1. Average nearest neighbor.
Magnitude of disturbance was divided into three classes (low, medium, and high). Each class was run through the average nearest neighbor tool to determine if the spatial pattern is clustered, random, or dispersed. The pattern for low magnitude disturbance is random, whereas medium and high are clustered. This pattern of disturbance severity and its distribution is possibly a function of the disturbance agent. Low magnitude disturbances are typically natural, which may be more random than anthropogenic disturbances, like clearcuts, which dominate the medium and high magnitude classes. Note that nearest neighbor analysis is highly sensitive to the data extent. A larger of smaller extent, would likely change the result, therefore the stated results are only meaningful for the area and extent used, not an indication of universal pattern.
2. Spatial autocorrelation (Global Moran’s I)
Global Moran’s I was applied to disturbance magnitude (without classification based on severity). Global Moran’s I indicated that the disturbances are clustered by magnitude. This means that there is autocorrelation within data, where disturbances close to one another have similar magnitudes. The results are the same as nearest neighbor evaluated by severity classes, except that magnitude was explicit in the analysis with Global Moran’s I (no classification needed). The interpretation is the same as that for nearest neighbor.
3. Hot spot analysis tool (Getis-Ord Gi*)

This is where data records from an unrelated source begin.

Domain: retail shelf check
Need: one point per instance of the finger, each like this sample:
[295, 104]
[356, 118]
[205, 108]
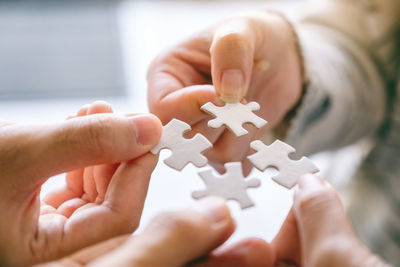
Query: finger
[92, 176]
[320, 214]
[99, 106]
[86, 255]
[68, 207]
[169, 238]
[252, 252]
[185, 104]
[84, 141]
[102, 176]
[287, 241]
[127, 190]
[121, 210]
[83, 110]
[232, 56]
[89, 185]
[73, 188]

Getis- Ord Gi* calculates a z-score that relates to the clustering of either high or low valued features. The results, based on the entire range of magnitudes, shows significant clustering of high values, but not of low values, which is consistent with nearest neighbor analysis. The areas showing greatest significance of high magnitude clustering have relatively large gaps between neighbors, which could be a consequence of the “look-to-distance” of the analysis.
It might be interesting to describe the spatial distribution using standard deviational ellipses… sometimes the shape of the study area is so strong that you don’t see any kind of variations, but it might be worth a try anyway. Try creating standard deviational ellipses for low, medium, and high magnitude events and see if the ellipses are different in terms of size, orientation, or center. (If each polygon is labeled “low”, “medium” or “high”, use this field as the Case field to create all the ellipses at once). I would select 1 standard deviation for size in order to see core areas. Create an ellipse of the events (no case; no weight) to serve as a baseline. Then weight by time (create an integer date like Julian dates), weight by duration, etc. If, for example the ellipse weighted by duration shifts north from the baseline it would indicate the longer duration events are in the north.
Hope this analysis provides interesting results!